#LAST GANGLAND MOVIE MOVIE#
But he’s whipped up a solid and just-exciting-enough gangster movie with grimly conflicted characters and violence that can only be this visceral and personal when the debt collecting is done with a knife, not the coward’s cannon of choice, an AR-15. You won’t have enough when you actually need it.” “You’re soft when it matters most.” And “Don’t waste your breath like this. The tough-guy trash talk - in Korean, with English subtitles - is flinty and properly bad-ass Same with the film’s assorted assassinations.Īnd the acting is sharp, with many a blade handled with skill, many a cigarette lit with flair, many a death gruesome and in-your-face personal. The plot can be hard to follow, as MANY character names and loyalties have to be sorted out, and the pacing between action sequences seems even more ponderous because of that.īut the fights are intimate or epic in scale, and buckets of blood are always spilled.

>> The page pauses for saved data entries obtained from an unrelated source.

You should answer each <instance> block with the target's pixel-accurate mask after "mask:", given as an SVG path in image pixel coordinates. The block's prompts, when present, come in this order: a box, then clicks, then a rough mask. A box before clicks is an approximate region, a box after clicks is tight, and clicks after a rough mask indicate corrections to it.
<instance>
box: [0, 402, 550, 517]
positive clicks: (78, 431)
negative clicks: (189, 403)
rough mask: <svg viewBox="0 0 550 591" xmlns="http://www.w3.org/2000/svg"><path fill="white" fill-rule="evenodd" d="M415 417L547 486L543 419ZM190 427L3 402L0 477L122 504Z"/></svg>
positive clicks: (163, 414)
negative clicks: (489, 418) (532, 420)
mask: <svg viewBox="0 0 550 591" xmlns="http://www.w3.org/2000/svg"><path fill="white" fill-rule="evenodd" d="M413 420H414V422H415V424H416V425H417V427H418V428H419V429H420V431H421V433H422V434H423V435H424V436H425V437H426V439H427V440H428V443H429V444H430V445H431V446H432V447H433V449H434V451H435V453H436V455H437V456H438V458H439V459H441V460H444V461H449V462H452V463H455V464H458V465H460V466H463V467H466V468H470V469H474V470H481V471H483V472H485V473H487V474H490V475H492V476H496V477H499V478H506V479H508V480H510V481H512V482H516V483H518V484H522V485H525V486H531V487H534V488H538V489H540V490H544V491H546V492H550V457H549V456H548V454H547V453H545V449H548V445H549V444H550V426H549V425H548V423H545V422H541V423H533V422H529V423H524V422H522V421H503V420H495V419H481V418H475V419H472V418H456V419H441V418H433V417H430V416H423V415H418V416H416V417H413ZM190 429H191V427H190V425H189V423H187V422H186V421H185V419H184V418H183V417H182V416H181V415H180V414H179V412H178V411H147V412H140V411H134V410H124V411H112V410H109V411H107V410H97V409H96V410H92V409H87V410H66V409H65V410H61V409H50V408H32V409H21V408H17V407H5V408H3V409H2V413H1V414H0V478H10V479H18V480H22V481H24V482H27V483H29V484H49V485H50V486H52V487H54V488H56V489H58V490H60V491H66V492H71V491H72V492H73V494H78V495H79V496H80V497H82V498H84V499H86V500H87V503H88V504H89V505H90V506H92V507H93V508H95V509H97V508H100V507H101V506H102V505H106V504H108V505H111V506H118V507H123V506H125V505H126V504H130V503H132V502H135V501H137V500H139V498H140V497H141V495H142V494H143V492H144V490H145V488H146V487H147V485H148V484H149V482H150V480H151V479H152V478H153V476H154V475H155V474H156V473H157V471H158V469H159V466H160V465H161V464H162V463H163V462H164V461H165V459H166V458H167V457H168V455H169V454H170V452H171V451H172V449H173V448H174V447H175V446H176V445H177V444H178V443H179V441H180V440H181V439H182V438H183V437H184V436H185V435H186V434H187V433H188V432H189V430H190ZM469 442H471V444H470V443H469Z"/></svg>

The ineffectual and corrupt cops can’t get to him. In the midst of their chaos, two young lovers must navigate their dangerous circumstances to escape their affiliations and discover true love.The city of. His MO? He finds saps who owe him big debts to take the fall. He’s always warning his boss when this meeting or that bar is about to be raided.Įven though the patriarch of this underworld counsels “not fighting” because “when you fight, you both get hurt,” Lee Min-suk is about to slice up the peace and anybody planning to keep it. Kim Gil-suk ( YOO O-Seong) is a loyal lieutenant with the rival Taekji gang, the sort of insider who has an in with the cops. He breaks his deal with the Gyeongdo Gang with a blade. No, he’s not content with that long-time arrangement, which includes the occasional hired killing. The power dynamic at play is brutal Lee Min-suk ( Jang Hyuk), a gangster born in Seoul, is now a “debt collector” for one of the two main gangs in coastal Gangneung. Titles “Tomb of the River” is Korea, it’s a movie of elderly gangsters and their hobbies - pen and ink drawings, growing and drying one’s own chili peppers - and the hotblooded young men who might not let anybody’s retirement pass peacefully, if they even let a mob boss reach retirement age. The latest film from Yoon Youngbin reminds us just how much damage a sharp blade can do, how long it can take to “bleed out” from the wounds, and how much guts it takes the fight with this corner of gangland’s weapon of choice. But over the past 20 years, the dealers have graduated from motorcycle gangs to Asian crime syndicates and now the most dangerous drug lords in the world - the. You’ll have a long wait for that in “Paid in Blood,” a Korean gang war thriller that spills all its blood the old-fashioned way - with fists, sticks and knives.

Some gangster or cop will pull out a firearm. Americans are conditioned to wait for that moment when an onscreen brawl crosses over into “to the death” territory.